In general, you can only really trust scores from official tests. It's true that company tests generally don't use the same scoring algorithm as the real GMAT, but there's a much more important difference. The questions on company tests are not official questions. Company tests will overemphasize certain skills, and underemphasize others, just because of the types of questions they write. How well you score on a company test will depend on how good you are at the things they overemphasize. So you might perform similarly, better, or worse on a company test, all depending on your specific skills, and score comparisons between company and official tests will vary from person to person. Some of my students get very similar scores on official tests and on certain company tests. Others of my students get wildly different scores on official tests and those same company tests. Unless you know the company test's biases, you can't tell if the test will overestimate or underestimate your level.
There normally isn't much reason to take a dozen practice tests during prep, though it can depend on the test taker. If you know precisely what you need to work on (CR and RC, say), you'll make the most progress by focusing on official questions, and solving and analyzing them outside of a test setting. You should take diagnostic tests primarily to work on pacing strategy, and to get a realistic score assessment when you're wondering if you should book a real test. Official tests are the only ones you can use for either of those purposes. Unless you need to take a lot of practice tests to get comfortable with test taking, with working from a computer screen, etc, there should be enough official tests available that you can just use those.

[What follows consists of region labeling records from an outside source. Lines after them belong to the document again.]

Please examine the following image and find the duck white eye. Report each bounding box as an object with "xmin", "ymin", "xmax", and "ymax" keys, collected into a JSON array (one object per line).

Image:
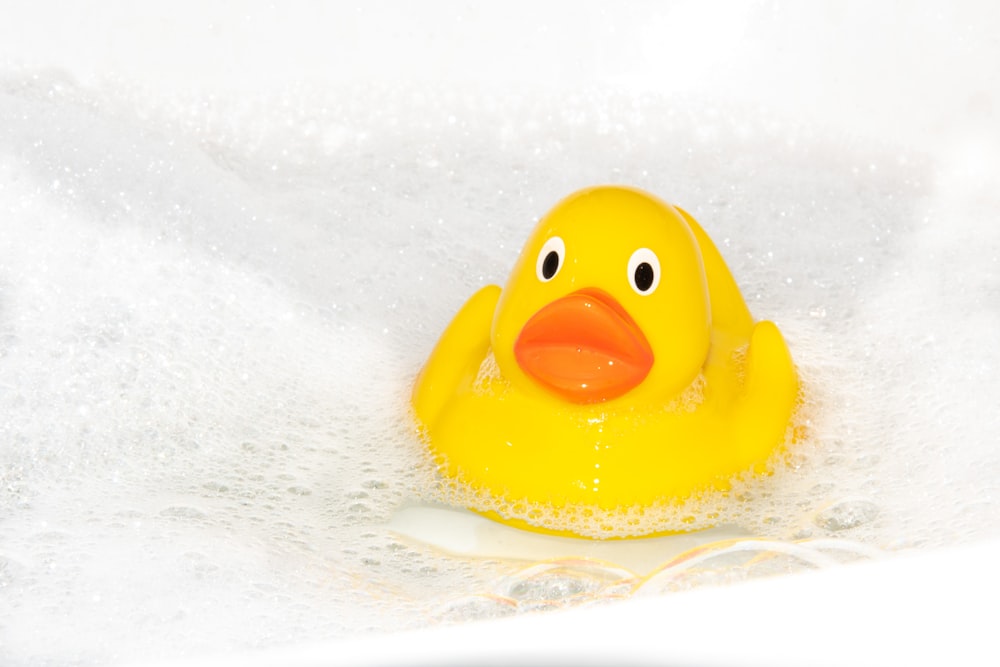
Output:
[
  {"xmin": 535, "ymin": 236, "xmax": 566, "ymax": 283},
  {"xmin": 628, "ymin": 248, "xmax": 660, "ymax": 296}
]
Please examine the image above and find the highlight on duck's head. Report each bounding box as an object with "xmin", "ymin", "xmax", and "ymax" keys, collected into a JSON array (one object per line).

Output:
[{"xmin": 490, "ymin": 186, "xmax": 712, "ymax": 404}]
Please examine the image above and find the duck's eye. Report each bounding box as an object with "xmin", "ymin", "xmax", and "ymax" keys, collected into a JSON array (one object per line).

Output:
[
  {"xmin": 535, "ymin": 236, "xmax": 566, "ymax": 283},
  {"xmin": 628, "ymin": 248, "xmax": 660, "ymax": 296}
]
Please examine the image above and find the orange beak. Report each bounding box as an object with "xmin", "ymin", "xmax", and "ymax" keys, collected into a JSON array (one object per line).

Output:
[{"xmin": 514, "ymin": 289, "xmax": 653, "ymax": 403}]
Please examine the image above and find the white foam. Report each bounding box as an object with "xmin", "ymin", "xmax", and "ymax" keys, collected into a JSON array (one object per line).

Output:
[{"xmin": 0, "ymin": 3, "xmax": 1000, "ymax": 663}]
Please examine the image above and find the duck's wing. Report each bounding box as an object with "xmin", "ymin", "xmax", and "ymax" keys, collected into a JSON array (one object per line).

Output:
[
  {"xmin": 734, "ymin": 321, "xmax": 799, "ymax": 461},
  {"xmin": 411, "ymin": 285, "xmax": 500, "ymax": 427},
  {"xmin": 674, "ymin": 205, "xmax": 753, "ymax": 340}
]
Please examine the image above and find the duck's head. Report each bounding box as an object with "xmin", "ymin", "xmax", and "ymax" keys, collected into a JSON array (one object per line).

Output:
[{"xmin": 491, "ymin": 186, "xmax": 712, "ymax": 404}]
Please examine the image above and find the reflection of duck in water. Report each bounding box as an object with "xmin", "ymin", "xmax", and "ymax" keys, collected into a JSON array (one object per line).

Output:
[{"xmin": 413, "ymin": 187, "xmax": 798, "ymax": 531}]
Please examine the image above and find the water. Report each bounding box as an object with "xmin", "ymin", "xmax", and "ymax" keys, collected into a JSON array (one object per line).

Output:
[{"xmin": 0, "ymin": 7, "xmax": 1000, "ymax": 664}]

And about analyzing your performance on a test - you broke down where in your test your wrong answers occurred. That kind of information isn't even useful when analyzing an official test, using the real scoring algorithm (what matters is not where your wrong answers happened, but how difficult the questions were that you got wrong), so there isn't any reason to take account of that when you take future practice tests. On the real test, if you get an easy question wrong, that will hurt you more than you might expect, and when you get a very hard question wrong, that won't matter much at all, and that's true no matter where you are in the test.
nik98
I think they did this, so that people score higher in the actual test, and so no one complains saying they scored lower on the actual test.

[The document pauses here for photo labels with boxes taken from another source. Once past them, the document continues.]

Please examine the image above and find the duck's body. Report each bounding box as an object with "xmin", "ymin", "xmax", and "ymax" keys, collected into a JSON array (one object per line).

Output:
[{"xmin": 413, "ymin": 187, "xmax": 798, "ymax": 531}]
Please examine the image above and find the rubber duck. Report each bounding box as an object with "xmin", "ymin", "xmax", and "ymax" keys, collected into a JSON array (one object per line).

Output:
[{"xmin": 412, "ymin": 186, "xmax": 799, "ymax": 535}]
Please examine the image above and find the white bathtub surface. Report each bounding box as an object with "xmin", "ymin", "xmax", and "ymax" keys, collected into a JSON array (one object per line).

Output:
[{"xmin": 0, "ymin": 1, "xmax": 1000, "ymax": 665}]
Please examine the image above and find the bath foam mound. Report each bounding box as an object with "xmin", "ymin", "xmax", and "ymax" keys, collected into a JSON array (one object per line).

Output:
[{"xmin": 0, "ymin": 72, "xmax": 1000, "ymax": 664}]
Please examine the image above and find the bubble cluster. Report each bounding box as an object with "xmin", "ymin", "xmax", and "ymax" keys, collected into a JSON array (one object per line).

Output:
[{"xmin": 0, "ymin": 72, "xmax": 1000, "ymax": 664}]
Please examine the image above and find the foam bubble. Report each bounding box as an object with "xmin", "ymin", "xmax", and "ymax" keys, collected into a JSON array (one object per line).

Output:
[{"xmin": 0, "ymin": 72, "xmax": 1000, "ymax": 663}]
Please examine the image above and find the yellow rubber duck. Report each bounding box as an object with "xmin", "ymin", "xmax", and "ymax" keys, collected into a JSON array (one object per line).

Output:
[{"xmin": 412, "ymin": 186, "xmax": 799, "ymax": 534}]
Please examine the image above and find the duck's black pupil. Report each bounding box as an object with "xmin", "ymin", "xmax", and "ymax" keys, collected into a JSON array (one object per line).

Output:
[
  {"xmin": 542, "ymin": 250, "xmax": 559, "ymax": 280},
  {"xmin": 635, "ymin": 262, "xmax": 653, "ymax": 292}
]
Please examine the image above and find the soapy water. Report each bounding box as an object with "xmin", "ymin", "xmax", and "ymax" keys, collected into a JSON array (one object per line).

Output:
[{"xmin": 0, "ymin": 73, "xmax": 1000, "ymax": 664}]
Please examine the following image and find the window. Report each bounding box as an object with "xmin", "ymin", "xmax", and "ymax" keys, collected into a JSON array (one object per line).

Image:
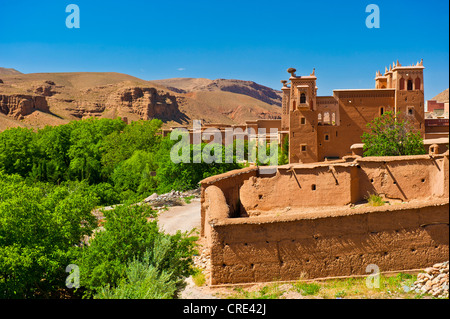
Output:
[
  {"xmin": 400, "ymin": 78, "xmax": 405, "ymax": 90},
  {"xmin": 300, "ymin": 93, "xmax": 306, "ymax": 104},
  {"xmin": 414, "ymin": 78, "xmax": 420, "ymax": 90},
  {"xmin": 407, "ymin": 80, "xmax": 412, "ymax": 91}
]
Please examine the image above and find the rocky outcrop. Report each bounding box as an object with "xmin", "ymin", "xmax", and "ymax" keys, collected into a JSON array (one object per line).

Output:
[
  {"xmin": 411, "ymin": 261, "xmax": 449, "ymax": 298},
  {"xmin": 0, "ymin": 94, "xmax": 49, "ymax": 119},
  {"xmin": 106, "ymin": 87, "xmax": 186, "ymax": 121},
  {"xmin": 201, "ymin": 79, "xmax": 281, "ymax": 106}
]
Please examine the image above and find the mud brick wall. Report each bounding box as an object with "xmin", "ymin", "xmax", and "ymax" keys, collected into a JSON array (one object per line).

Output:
[
  {"xmin": 210, "ymin": 201, "xmax": 449, "ymax": 285},
  {"xmin": 201, "ymin": 152, "xmax": 449, "ymax": 285}
]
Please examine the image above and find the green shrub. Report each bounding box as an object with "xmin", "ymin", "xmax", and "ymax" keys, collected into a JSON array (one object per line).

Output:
[
  {"xmin": 0, "ymin": 172, "xmax": 98, "ymax": 298},
  {"xmin": 76, "ymin": 204, "xmax": 196, "ymax": 296},
  {"xmin": 293, "ymin": 282, "xmax": 320, "ymax": 296},
  {"xmin": 366, "ymin": 194, "xmax": 385, "ymax": 206},
  {"xmin": 361, "ymin": 111, "xmax": 426, "ymax": 156}
]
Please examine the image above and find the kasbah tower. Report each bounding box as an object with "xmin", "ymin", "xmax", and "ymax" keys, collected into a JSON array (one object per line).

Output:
[{"xmin": 280, "ymin": 60, "xmax": 425, "ymax": 163}]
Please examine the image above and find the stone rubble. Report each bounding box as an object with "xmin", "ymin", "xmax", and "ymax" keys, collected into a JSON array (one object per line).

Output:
[
  {"xmin": 411, "ymin": 261, "xmax": 449, "ymax": 298},
  {"xmin": 143, "ymin": 188, "xmax": 201, "ymax": 213}
]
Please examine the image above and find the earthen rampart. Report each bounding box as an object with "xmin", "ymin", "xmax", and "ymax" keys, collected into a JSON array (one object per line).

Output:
[{"xmin": 201, "ymin": 152, "xmax": 449, "ymax": 285}]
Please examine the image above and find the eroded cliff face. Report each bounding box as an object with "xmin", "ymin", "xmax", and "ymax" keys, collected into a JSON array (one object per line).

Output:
[
  {"xmin": 105, "ymin": 87, "xmax": 185, "ymax": 121},
  {"xmin": 0, "ymin": 94, "xmax": 49, "ymax": 119},
  {"xmin": 0, "ymin": 72, "xmax": 281, "ymax": 127}
]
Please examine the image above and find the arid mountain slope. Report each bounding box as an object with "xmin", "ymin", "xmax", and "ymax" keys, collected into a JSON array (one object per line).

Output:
[
  {"xmin": 152, "ymin": 78, "xmax": 282, "ymax": 106},
  {"xmin": 0, "ymin": 68, "xmax": 22, "ymax": 76},
  {"xmin": 0, "ymin": 69, "xmax": 281, "ymax": 130},
  {"xmin": 432, "ymin": 89, "xmax": 448, "ymax": 103}
]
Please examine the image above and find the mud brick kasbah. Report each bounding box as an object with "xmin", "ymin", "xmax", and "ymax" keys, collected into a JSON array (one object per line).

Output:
[{"xmin": 201, "ymin": 61, "xmax": 449, "ymax": 286}]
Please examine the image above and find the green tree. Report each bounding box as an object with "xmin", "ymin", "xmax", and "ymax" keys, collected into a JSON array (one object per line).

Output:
[
  {"xmin": 76, "ymin": 205, "xmax": 196, "ymax": 296},
  {"xmin": 361, "ymin": 112, "xmax": 426, "ymax": 156},
  {"xmin": 67, "ymin": 118, "xmax": 126, "ymax": 183},
  {"xmin": 0, "ymin": 127, "xmax": 38, "ymax": 177},
  {"xmin": 101, "ymin": 119, "xmax": 162, "ymax": 178},
  {"xmin": 0, "ymin": 172, "xmax": 97, "ymax": 298}
]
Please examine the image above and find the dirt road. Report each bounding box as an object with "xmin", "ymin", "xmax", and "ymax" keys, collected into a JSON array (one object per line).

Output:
[{"xmin": 158, "ymin": 198, "xmax": 200, "ymax": 234}]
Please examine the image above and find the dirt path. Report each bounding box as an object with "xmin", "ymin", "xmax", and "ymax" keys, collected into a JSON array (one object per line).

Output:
[{"xmin": 158, "ymin": 198, "xmax": 200, "ymax": 234}]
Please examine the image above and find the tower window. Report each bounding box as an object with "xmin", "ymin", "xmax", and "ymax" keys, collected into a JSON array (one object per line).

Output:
[
  {"xmin": 407, "ymin": 80, "xmax": 412, "ymax": 91},
  {"xmin": 300, "ymin": 93, "xmax": 306, "ymax": 104},
  {"xmin": 414, "ymin": 78, "xmax": 420, "ymax": 90}
]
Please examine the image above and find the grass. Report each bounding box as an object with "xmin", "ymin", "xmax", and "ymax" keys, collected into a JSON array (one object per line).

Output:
[
  {"xmin": 227, "ymin": 284, "xmax": 284, "ymax": 299},
  {"xmin": 302, "ymin": 273, "xmax": 424, "ymax": 299},
  {"xmin": 184, "ymin": 196, "xmax": 195, "ymax": 204},
  {"xmin": 366, "ymin": 194, "xmax": 385, "ymax": 206},
  {"xmin": 293, "ymin": 282, "xmax": 321, "ymax": 296},
  {"xmin": 226, "ymin": 273, "xmax": 433, "ymax": 299},
  {"xmin": 192, "ymin": 268, "xmax": 206, "ymax": 287}
]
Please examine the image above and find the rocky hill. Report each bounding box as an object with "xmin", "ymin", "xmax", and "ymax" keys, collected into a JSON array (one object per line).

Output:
[
  {"xmin": 0, "ymin": 68, "xmax": 22, "ymax": 75},
  {"xmin": 432, "ymin": 89, "xmax": 448, "ymax": 103},
  {"xmin": 0, "ymin": 68, "xmax": 281, "ymax": 130},
  {"xmin": 152, "ymin": 78, "xmax": 282, "ymax": 107}
]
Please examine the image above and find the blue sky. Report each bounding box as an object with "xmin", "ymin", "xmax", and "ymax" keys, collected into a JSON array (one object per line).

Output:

That's a charitable way to look at things! Companies in general (not talking about the specific company you mention) have a commercial incentive to produce low scores on their diagnostic tests. After all, if people take a company test and get a 790, they aren't likely to buy a lot of products to help them raise their score. I don't think it's likely many companies intentionally try to produce inaccurate scores for that reason (I have no evidence of any company doing that), but it's at least worth bearing in mind that a company test is unlikely to be designed to produce scores that are too high, for this reason.